The (Graphic) Art of Medicine
Medicine may seem an unlikely subject for comic books but think again. The UCSF Library recently kickstarted its inaugural Graphic Medicine Collection with fifty-one comics and graphic novels that engage health or medical themes.
In celebration of the opening, the Library hosted a virtual comic-creating workshop on Oct. 13 for a guided opportunity to try drawing our own medical comics while answering the question some of us might have been wondering: What do comics have to do with medicine?
The workshop was led by Brian Fies, an award-winning cartoonist whose work, Mom’s Cancer, is featured in the UCSF Library’s recently acquired collection.
Fies had worked as a freelance journalist and artist until his early 40s, when his mother was diagnosed with metastatic lung cancer.
One day, he accompanied his mom to her chemotherapy session and decided to record what he saw. First, he drew his mom sitting in her chair, with the IV bag hanging next to her, and he documented the medicines and their rates of flow. But he also included the strawberry milkshake they had purchased earlier that day from Jack in the Box and the walking stick she had whittled herself on several hiking trips.
Comics, Fies emphasized, are words and images that transcend the sum of their parts. They allow us to show and tell our stories. Fies felt he had captured that day’s experience of his mom’s chemo from his own simple, quickly-drawn sketch. He found solace in processing the emotional and practical effects of his mom’s illness on her and her loved ones through his webcomic and has since become active in the field of graphic medicine.

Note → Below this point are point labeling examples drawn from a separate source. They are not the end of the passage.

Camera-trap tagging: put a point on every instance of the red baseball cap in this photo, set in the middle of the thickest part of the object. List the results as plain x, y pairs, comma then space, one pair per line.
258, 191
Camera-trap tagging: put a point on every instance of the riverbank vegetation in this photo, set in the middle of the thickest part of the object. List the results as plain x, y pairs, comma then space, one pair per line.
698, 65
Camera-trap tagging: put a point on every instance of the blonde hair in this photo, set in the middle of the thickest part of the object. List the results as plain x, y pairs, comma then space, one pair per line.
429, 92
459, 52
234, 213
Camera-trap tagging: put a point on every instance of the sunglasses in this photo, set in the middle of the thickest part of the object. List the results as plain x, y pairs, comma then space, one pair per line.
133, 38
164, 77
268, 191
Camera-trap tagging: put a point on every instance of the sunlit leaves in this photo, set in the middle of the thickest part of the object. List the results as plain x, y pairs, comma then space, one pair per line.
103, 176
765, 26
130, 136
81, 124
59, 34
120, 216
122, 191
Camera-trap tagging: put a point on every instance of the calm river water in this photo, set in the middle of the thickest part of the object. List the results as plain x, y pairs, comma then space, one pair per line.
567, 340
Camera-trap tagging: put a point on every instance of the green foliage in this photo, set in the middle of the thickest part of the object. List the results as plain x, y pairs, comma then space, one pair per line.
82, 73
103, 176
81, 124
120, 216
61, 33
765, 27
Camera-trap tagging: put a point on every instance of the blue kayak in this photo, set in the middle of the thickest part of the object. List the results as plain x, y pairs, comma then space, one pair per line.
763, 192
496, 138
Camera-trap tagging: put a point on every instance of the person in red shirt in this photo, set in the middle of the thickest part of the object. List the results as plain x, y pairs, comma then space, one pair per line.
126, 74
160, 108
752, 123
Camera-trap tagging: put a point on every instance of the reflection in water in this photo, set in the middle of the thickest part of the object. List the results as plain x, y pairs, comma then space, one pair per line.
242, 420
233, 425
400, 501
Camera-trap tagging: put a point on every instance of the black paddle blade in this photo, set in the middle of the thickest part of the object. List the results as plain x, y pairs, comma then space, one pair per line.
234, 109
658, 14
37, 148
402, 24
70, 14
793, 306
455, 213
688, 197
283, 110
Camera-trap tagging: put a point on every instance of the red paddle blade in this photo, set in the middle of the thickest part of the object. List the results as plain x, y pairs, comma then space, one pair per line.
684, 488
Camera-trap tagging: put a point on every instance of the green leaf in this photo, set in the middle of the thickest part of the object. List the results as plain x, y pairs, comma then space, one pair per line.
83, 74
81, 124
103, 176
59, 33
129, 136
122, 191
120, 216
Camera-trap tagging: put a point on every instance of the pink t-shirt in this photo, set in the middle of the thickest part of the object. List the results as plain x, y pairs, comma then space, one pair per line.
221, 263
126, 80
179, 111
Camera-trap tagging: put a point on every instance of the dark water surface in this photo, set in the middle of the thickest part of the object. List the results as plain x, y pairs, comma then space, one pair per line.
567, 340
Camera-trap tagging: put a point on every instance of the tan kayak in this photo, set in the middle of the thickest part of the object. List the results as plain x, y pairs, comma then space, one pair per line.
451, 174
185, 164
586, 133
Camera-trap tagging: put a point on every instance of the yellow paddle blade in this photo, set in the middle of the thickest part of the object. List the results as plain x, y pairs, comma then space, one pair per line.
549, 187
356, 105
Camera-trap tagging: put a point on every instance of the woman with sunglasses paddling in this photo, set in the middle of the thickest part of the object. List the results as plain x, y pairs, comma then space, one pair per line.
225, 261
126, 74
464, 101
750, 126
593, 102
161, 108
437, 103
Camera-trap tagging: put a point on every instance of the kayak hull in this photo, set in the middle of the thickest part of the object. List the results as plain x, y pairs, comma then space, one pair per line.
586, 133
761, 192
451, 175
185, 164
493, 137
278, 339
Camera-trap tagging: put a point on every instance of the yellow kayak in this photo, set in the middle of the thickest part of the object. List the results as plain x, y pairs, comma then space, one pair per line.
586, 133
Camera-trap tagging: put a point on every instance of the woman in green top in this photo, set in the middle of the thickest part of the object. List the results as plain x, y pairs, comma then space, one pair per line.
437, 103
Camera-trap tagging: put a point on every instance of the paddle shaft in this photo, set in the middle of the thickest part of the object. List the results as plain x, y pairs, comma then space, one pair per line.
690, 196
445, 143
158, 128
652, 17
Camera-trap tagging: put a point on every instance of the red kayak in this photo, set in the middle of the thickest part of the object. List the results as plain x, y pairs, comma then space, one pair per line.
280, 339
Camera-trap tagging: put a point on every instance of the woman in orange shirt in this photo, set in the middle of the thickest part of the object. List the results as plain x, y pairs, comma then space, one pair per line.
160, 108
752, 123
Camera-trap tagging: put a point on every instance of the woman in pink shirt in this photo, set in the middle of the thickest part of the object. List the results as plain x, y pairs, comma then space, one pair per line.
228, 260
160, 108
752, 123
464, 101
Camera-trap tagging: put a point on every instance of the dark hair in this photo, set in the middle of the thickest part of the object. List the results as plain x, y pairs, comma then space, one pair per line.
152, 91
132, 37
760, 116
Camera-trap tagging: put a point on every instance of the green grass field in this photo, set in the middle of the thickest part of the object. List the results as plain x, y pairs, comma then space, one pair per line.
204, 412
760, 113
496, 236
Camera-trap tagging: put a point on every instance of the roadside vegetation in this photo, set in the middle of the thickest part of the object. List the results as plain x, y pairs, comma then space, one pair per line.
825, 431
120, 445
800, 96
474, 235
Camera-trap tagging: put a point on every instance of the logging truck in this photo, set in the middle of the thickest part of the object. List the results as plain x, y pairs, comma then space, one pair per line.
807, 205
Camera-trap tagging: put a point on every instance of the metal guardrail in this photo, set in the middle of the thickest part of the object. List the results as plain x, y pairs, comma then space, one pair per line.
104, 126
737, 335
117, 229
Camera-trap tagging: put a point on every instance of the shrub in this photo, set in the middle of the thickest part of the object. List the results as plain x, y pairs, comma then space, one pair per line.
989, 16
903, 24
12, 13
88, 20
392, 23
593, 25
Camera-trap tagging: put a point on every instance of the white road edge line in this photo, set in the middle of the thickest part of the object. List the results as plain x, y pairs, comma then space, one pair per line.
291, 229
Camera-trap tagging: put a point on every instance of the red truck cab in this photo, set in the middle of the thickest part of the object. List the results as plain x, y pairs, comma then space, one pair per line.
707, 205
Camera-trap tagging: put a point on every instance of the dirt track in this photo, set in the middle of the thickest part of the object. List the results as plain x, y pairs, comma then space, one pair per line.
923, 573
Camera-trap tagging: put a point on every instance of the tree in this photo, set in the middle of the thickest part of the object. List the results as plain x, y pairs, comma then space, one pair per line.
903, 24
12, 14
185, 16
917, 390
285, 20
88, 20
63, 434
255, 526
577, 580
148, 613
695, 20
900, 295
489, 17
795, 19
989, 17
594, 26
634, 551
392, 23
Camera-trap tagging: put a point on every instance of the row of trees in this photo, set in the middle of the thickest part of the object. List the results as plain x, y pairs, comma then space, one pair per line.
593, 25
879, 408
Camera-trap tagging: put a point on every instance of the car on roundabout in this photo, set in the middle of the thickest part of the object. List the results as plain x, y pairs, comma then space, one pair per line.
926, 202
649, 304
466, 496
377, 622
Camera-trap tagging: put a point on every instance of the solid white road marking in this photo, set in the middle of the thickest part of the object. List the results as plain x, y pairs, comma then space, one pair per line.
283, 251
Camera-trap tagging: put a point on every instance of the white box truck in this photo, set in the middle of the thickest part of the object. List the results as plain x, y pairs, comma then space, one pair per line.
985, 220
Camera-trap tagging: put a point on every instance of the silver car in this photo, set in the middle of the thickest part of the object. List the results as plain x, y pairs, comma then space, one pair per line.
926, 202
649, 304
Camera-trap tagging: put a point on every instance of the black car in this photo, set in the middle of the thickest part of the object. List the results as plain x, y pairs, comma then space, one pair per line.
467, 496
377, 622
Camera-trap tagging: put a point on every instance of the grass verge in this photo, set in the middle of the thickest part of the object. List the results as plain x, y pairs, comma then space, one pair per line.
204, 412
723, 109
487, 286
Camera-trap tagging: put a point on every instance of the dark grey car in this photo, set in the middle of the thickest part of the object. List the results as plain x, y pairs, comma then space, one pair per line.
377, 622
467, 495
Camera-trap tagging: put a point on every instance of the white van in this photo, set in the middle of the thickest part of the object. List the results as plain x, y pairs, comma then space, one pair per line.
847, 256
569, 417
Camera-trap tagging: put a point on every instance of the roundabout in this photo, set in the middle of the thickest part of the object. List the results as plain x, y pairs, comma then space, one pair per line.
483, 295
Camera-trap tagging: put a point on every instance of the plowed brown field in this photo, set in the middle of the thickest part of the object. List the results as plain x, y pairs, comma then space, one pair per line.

Graphic medicine, a term coined in 2007 to define the ”intersection between the medium of comics and the discourse of healthcare," brings together text and imagery into an accessible format. Graphic medicine aims to instill a sense of universality and empathy in the diverse experiences of patients, healthcare providers, and community members.
In addition to the public health focus of many graphic medicine works such as No Ordinary Flu, about the 1918 flu, many others are simply personal stories meant to be shared with others. Healthcare providers write about being healthcare providers, like in Medical Student: A Tragic Comedy. Others, such asTaking Turns: stories from HIV/AIDS Care Unit 371 are bona fide works of medical journalism. The vast majority of graphic medicine, though, is written by patients and caregivers like Fies about their deeply personal experiences with health and healthcare.
As the workshop audience worked to draw medical experiences from their own lives, Fies answered another important question: do you need to be artistically talented to make comics?
“You don’t have to be a good artist to be a good cartoonist,” he said. “Cartooning is storytelling. Telling a story clearly, honestly, and authentically is more important than craft.”
Fies’ Mom’s Cancer is now available to borrow as an e-book from the UCSF Library, along with other well-known works such as Menopause: A Comic Treatment, El Deafo, My Degeneration: A Journey Through Parkinson’s, and more.